Gould expressed her excitement to be racing "I am really looking forward to racing the Whiskey 50 this weekend. I've heard that the course is challenging and fun, the event is well organized and tons of people come out to race and watch.
She too commented on the prize money, "If you add to that a huge prize purse, equal payout for men and women, top pros from around the country, live music, beer...yeah, I am pretty sure it's going to be awesome!"
Heather Irmiger has previously won two consecutive Marathon National Championships by as much as ten-minute margins. She has been racing a full world cup schedule and should be bringing good fitness into the race.
Kelli Emmett bested both Mata and Irmiger at Sea Otter with a sixth place finish. Also likely to be in the mix is Gretchen Reeves (Tokyo Joe's), who finished fourth last year, and USA Cyclocross Champion Katie Compton (Rabobank-Giant)
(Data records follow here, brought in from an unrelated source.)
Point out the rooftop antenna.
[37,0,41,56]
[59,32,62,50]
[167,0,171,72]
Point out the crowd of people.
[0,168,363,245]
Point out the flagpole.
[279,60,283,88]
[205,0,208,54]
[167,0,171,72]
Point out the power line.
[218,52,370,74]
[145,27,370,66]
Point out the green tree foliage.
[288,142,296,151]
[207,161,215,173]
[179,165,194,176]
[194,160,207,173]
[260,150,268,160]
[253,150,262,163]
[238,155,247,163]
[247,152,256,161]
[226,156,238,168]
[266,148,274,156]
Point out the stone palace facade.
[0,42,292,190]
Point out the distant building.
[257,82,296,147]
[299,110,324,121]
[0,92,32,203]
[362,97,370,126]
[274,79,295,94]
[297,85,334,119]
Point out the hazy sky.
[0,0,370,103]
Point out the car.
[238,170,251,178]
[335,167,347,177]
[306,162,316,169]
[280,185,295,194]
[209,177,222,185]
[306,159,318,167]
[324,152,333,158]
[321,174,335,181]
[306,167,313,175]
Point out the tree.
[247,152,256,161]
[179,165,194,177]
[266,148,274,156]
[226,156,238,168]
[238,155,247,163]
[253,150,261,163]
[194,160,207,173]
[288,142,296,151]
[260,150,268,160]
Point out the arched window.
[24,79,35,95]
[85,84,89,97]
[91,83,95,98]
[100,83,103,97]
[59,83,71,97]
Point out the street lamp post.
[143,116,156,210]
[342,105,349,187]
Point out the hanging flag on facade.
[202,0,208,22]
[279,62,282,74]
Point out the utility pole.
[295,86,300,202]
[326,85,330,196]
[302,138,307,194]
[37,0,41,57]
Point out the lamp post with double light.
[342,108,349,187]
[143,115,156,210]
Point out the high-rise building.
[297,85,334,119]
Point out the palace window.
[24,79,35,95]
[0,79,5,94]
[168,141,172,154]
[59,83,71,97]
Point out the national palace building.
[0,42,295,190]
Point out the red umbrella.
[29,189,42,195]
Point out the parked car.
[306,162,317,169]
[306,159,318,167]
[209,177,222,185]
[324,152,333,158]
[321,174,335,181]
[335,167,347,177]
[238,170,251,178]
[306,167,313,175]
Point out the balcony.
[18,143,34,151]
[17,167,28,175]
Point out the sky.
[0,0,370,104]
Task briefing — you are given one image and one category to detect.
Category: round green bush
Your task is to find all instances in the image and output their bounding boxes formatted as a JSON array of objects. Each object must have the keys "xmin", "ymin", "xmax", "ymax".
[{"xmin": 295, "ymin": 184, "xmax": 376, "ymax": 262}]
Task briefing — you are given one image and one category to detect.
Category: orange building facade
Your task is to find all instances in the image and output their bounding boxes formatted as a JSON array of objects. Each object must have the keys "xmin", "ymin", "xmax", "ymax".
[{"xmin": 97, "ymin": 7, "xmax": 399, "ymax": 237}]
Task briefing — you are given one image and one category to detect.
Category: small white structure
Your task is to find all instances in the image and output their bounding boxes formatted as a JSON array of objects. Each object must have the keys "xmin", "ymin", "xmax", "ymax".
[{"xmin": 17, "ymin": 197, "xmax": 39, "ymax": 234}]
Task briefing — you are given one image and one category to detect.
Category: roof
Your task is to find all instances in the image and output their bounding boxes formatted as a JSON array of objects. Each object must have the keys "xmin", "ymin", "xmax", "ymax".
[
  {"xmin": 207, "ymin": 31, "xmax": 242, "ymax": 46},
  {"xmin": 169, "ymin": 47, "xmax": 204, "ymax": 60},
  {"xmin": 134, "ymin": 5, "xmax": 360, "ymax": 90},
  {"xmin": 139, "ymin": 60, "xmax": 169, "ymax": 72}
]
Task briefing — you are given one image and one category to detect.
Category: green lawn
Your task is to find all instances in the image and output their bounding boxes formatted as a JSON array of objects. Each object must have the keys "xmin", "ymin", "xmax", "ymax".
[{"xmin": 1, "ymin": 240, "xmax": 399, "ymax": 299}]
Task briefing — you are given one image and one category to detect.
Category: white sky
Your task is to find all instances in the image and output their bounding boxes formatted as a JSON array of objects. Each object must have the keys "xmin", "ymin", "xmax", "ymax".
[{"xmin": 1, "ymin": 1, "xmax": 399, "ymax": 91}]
The fifty-mile distance makes for a quite interesting race. When the USA Marathon National Championships were held as part of the Firecracker 50, the top American world cup racers ran away with the victories. Over the past decade it was common that cross-country pros raced up to 40 miles. But, in the past few years, the Pro-XCT series has attempted to shorten the distances while making laps shorter to better prepare riders for UCI races abroad. When marathon distances are closer to the 100k (62 mile) international standard, endurance specialists such as Mata seem to have the edge.
Former World X-Terra Champion and USA Cross-Country Champion Shonny Vanlandingham had registered for the Whiskey 50 but will not be racing. She explained, " I was hoping to race the Whiskey but my newly constructed knee isn't quite ready. I had an ACL replacement late last Fall. Sure hope to get out there for that one soon."
Rebecca Rusch (Specialized), three-time World 24-Hr Champion and three-time Leadville 100 winner is not registered to race this year at the Whiskey 50.
Many of the weekend's events take place in a downtown area known as Whiskey Row. A massive fire destroyed all of Whiskey Row in 1900. Legend has it that patrons of the various bars took their drinks across the street to the courthouse and just watched it the block burn down. As the fire approached the Palace Hotel, bar patrons moved the huge back bar out to the middle of the square. It was later re-installed when the hotel was rebuilt. Whiskey Row continued as a notorious red light district until 1956.
The weather looks as if it will favor the riders this weekend. On Sunday it is expected to be sunny and 72 degrees Fahrenheit. Cyclingnews.com will be on site bringing you full coverage of the Fat Boy Crit and Whiskey 50 races this weekend.